Friday, March 13, 2015

Writing and Sisyphus and Gabor Szabo

Writing is something I've done my whole life.  Sometimes its pure pleasure and other times it feels like a curse.  This is probably nothing new to any writers out there.  Every day I do a little writing, and more often then not it's like the myth of Sisyphus, where I spend a bunch of time pushing this really heavy rock up a hill, and before I get to the top it rolls back down again.  Unlike Sisyphus, though, there are times when I get the rock over the hill, and I watch it roll down the other side.  Like the words just won't stop, and they flow out and out and out and suddenly I have something in front of me that I like and that I want to work on and figure out and finish.  And then the rock stops, and there's another hill I need to push it up.

I'm part of a few different groups of people who write, and sometimes people say things like "I feel like I have writer's block, what should I do?"  Most other writers respond with a variety of tricks and ideas designed to get you writing, to jog your creative juices, to inspire you to keep pushing that rock.  I am usually tempted to say "Just quit."  That sounds awful, but I feel like it should be something people confront themselves with.  What would happen if they just quit writing?  Would they find something else to focus on that fulfills them in a better way?  Would they sink into a dark depression?
Most of my writing has been plays.  I write a lot of plays.  Over the years, I've written a few novels, too.  It's only this latest one that I've decided to try and get published.  The others, thankfully, are lost to history.  I don't think I even have a copy of them any more, except for the memories of them in my head.  There was one about a girl who discovers she has latent magic powers.  Super original!  Well, when I wrote it 13 years ago, that idea wasn't totally done to death yet.  The second one was about a girl who gets turned into a vampire.  That was before Twilight came out.  So again, I think if it had been a good book, I would have had a shot at getting in on the ground floor of YA vampire fiction.

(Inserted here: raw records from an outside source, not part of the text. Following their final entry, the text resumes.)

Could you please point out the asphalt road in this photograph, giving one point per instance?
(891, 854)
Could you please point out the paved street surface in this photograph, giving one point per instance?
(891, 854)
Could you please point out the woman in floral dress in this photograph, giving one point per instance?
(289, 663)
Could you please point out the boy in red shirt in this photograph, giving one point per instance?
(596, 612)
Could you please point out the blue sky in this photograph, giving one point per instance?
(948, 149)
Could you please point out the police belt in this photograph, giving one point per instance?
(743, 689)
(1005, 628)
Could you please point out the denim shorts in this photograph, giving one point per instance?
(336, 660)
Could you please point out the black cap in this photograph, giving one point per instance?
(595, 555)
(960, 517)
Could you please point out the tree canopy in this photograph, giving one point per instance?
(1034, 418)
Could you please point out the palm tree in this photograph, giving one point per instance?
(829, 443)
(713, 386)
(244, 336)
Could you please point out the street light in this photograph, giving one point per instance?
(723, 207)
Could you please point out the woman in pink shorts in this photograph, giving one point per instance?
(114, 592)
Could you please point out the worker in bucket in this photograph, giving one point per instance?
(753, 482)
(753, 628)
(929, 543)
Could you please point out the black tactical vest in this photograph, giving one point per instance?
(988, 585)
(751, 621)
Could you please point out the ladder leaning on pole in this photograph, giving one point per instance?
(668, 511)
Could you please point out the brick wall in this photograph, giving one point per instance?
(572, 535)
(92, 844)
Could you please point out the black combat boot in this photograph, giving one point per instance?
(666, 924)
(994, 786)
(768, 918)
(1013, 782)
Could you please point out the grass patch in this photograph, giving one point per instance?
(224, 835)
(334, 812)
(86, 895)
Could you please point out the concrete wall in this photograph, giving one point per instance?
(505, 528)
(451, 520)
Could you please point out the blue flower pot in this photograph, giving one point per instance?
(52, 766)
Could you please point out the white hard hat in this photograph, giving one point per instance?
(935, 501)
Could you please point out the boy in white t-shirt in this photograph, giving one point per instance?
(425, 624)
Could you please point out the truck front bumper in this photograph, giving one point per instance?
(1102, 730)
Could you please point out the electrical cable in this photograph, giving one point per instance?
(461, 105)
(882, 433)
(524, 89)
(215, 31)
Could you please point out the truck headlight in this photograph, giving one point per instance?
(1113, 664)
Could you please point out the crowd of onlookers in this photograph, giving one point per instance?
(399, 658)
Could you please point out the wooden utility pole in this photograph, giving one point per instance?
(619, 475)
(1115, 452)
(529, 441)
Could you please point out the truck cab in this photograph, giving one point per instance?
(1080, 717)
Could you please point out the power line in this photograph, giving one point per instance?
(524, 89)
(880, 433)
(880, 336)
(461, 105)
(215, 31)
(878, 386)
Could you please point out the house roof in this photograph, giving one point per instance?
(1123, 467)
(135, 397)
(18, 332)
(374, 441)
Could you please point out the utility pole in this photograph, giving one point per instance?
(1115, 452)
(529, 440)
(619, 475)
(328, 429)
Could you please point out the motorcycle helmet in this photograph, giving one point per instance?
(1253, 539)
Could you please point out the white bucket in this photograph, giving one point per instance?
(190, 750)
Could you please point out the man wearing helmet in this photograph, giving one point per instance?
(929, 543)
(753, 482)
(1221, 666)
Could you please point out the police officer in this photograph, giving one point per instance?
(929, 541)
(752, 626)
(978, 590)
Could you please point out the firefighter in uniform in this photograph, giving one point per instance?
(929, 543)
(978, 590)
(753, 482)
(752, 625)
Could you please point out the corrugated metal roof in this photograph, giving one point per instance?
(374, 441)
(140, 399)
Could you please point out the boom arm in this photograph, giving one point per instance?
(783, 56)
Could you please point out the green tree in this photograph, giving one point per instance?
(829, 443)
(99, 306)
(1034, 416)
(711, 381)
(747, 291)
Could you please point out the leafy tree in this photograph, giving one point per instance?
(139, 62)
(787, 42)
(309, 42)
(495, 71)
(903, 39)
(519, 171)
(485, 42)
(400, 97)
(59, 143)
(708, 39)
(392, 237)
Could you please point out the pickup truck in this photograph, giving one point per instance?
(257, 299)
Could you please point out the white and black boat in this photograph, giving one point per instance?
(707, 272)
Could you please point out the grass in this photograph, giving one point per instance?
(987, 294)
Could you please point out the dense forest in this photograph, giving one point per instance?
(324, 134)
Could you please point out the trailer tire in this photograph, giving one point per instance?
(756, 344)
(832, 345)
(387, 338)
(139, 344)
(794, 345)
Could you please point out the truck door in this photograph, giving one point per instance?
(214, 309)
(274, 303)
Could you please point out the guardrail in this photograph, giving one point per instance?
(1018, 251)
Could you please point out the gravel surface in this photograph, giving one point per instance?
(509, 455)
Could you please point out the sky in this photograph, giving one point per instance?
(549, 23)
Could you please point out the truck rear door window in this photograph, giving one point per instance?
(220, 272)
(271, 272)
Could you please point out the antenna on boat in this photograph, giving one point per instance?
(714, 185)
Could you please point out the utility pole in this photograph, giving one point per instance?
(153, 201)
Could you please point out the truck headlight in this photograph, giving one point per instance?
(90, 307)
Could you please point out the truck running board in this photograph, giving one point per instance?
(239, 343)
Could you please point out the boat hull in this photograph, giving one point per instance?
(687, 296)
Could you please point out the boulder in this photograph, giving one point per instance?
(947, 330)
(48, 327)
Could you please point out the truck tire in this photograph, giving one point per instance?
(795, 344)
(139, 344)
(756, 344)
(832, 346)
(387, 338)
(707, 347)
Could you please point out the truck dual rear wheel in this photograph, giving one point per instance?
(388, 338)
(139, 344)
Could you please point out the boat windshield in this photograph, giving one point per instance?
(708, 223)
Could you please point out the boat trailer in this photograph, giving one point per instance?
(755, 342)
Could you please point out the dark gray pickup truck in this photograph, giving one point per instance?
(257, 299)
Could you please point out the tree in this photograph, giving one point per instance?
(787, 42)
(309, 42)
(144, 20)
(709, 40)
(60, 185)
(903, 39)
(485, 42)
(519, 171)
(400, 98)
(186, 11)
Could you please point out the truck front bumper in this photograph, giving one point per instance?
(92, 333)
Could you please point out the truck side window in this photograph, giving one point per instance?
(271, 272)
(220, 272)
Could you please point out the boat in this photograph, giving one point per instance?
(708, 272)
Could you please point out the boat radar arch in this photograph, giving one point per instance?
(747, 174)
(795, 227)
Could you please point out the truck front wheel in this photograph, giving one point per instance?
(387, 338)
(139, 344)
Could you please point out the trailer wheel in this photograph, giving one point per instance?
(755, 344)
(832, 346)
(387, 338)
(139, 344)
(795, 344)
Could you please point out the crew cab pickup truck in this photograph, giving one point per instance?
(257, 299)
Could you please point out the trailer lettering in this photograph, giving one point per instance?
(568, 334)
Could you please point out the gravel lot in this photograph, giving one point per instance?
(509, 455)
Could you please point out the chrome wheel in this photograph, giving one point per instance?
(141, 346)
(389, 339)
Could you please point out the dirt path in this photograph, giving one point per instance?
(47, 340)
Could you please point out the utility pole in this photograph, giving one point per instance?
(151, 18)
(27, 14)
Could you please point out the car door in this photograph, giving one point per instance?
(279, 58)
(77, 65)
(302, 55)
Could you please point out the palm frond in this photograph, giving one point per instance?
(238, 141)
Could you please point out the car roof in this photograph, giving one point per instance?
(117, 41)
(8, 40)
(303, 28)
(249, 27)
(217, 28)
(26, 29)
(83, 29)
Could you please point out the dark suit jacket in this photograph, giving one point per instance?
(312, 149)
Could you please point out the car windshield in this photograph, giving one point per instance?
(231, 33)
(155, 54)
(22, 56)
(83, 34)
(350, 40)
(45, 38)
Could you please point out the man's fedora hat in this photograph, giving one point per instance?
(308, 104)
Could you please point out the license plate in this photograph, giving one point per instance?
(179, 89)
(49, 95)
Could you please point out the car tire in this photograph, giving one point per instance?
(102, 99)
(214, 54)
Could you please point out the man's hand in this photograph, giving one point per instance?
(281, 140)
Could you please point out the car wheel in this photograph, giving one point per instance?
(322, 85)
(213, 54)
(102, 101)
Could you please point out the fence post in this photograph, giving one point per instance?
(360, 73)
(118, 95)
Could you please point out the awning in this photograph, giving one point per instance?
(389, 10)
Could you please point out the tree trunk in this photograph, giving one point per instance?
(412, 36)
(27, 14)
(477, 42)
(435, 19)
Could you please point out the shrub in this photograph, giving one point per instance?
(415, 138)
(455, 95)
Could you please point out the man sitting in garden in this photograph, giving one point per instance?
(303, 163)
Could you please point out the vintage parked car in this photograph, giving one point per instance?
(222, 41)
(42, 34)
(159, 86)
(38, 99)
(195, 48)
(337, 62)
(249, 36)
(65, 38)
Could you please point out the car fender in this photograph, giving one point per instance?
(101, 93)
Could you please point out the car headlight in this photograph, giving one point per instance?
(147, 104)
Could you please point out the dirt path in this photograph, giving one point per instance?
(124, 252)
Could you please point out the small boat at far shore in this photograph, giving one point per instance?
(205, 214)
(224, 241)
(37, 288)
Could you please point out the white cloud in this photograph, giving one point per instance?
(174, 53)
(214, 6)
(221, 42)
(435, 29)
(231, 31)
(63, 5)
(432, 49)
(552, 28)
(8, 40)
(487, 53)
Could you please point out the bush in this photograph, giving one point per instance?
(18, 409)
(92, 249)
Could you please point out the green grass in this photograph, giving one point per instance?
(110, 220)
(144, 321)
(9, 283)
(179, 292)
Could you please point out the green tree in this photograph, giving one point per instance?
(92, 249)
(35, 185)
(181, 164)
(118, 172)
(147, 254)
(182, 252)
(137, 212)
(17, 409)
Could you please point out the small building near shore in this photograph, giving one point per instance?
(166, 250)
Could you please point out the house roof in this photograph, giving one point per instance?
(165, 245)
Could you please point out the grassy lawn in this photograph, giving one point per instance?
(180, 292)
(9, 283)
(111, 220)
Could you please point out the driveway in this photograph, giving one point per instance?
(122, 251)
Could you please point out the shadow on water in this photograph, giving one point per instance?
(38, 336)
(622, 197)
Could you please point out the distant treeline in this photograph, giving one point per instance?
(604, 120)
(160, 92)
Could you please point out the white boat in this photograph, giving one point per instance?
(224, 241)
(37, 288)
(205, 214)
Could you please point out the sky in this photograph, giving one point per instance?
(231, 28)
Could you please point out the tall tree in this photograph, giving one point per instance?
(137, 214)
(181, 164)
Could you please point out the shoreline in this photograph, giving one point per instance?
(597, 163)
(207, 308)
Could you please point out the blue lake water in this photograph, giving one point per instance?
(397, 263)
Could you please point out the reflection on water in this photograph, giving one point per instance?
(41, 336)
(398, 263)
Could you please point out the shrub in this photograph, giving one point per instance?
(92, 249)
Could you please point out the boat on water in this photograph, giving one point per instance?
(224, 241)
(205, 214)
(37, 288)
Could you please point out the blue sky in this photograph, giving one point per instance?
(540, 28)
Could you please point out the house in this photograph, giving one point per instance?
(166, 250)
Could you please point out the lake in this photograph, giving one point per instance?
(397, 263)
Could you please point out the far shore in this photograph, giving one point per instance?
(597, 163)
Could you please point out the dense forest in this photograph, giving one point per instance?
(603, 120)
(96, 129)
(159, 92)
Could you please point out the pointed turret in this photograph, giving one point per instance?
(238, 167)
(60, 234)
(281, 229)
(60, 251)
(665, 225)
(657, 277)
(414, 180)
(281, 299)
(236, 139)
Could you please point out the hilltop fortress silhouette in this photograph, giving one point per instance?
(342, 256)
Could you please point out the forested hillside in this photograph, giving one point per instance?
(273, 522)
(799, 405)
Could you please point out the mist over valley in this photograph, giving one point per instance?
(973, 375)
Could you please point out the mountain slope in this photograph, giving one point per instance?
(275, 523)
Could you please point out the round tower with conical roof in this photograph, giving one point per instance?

There was a period between 10 and 5 years ago where I did very little writing.  Almost none.  Certainly nothing that I can remember as being meaningful.  I just quit.  The sky didn't fall, and the world didn't end.  Then about 5 years ago I had an idea for a play and i just went for it.  I had nothing invested in success, and no fear of failing.  I just wrote it out.  And I had fun editing it.  I slashed the heck out of it.  I cut out scenes that I loved and wrote new scenes.  I worked it into shape and sent it out to a bunch of places.  It won an award, and I got to fly out to New York and get a check for $2,000 and meet some great theatre people.  After the award ceremony we all went out together to a bar in Manhattan that had a mechanical bull, which of course I rode.

And now every day I write a little bit, or a lot, or nothing at all.  I can quit any time. But I like pushing the rock up the hill a lot more now.  It's good exercise, whether it rolls back down the hill or rolls down the other side.  I like exercising my brain in that way.  Every part of the process is part of that rock, from writing to editing to querying.

On a different note, I found this album at a library book sale for a dollar.  I wasn't going to buy it until I opened it up and found a note inside.  Then of course I had to buy it.  The note didn't lead to any mystery or anything - it was just a gift from a daughter to her father, but it was just a pleasure to see something I had written about represented in a real life way.


This is very pleasant, multi-layered 70s music.  Perfect background for working, for homework, for dinner, for driving down the coast in the sunshine.